Don’t Look for Praise
Learn to appreciate your own value — External praise is highly over-rated.
It was a tactic you probably first experienced as a child. Your parents would applaud you for any and every accomplishment in your life. They were giving out “atta boy/girl” every time you walked an extra step, ate some new food on your plate, learned a new word or successfully managed to negotiate the bathroom experience without an accident. Their approval fed your desire to feel loved and valued. When you went to school, your teachers gave you a gold star for making progress in reading class. Your little league coach gave you a trophy just for showing up most of the time. Praise, accolades and profuse, over the top acknowledgment of effort, has turned into a manipulation tool at all levels of society.
It’s even extended into the workplace. How many times have you received a plaque, a new, impressive “title” or an employee of the month prime parking space instead of a raise for your efforts? How many verbal pats on the head have you received for going above and beyond the minimal expectation? How many times have you received an ego-boost of words rather than a substantive acknowledgment of appreciation? Positive reinforcement is a wonderful thing, don’t get me wrong. I always try to follow the motto taught to me at my mother’s knee — “If you can’t say something nice, don’t say anything at all.” I just don’t want to cheapen my own life down to the level of being a “praise-whore.” I can’t simply rely on the words of others to measure my worth or my accomplishments.
I need visible proof of my accomplishments. If I’m exercising and trying to eat right, I want to validate this by increased energy, a favorable number on the scale or an obvious increase in strength. An outside force telling me how great I’m doing because I exercise three times a week or I skipped a pizza in favor of a salad means nothing without the real-time results. If I’m working on writing projects, I need to see a quantitative result. It might be an attractive sale, it might be a certain number of pages created (even bad writing provides a significant step on the learning curve) or a flood of new ideas in my brain that inspires me to continue. Being questioned with comments like — “Are you still writing” or, “Isn’t it great that you keep trying” do not stoke the fires of my passion. Mostly, I never bring up my writing to anyone other than other writers. The comments and responses (even from well-meaning people) sound mostly condescending.

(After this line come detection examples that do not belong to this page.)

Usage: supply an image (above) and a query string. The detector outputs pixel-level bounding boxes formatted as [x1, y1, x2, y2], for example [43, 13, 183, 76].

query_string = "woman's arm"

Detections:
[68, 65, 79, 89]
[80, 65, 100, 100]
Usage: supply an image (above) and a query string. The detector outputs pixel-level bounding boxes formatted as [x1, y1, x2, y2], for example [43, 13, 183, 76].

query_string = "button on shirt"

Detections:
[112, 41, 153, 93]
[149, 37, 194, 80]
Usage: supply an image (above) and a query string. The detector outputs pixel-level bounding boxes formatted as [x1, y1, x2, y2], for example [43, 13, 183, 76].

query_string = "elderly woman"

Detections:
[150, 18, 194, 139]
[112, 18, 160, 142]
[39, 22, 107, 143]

If You Don’t Believe in Yourself, Outside Praise Won’t Fix it. Praise is really all about internal self-esteem. If I don’t believe in me, an outsider cannot change that with words of praise, cheap plaques, or an honorary parking space. When I know what I’m worth, I exude that confidence to the outside world. When I feel like I don’t measure up (it happens quite a bit), it’s up to me to figure out my strengths and weaknesses and act upon them. Sympathy or faint praise will not solve my problem. If you go through life with an inflated ego because you are constantly being told you are wonderful, your work is top-notch or your accomplishments are stellar, you will have a much harder time finding it within yourself to grow and improve. And, you are the only one who can really make a difference in you. I know the yardstick I use to measure myself. I work at growing on that scale by my own internal strength. I appreciate the well-wishers, because I choose to live in a positive environment, but I don’t seek them out.
I’m not good enough until I say I’m good enough.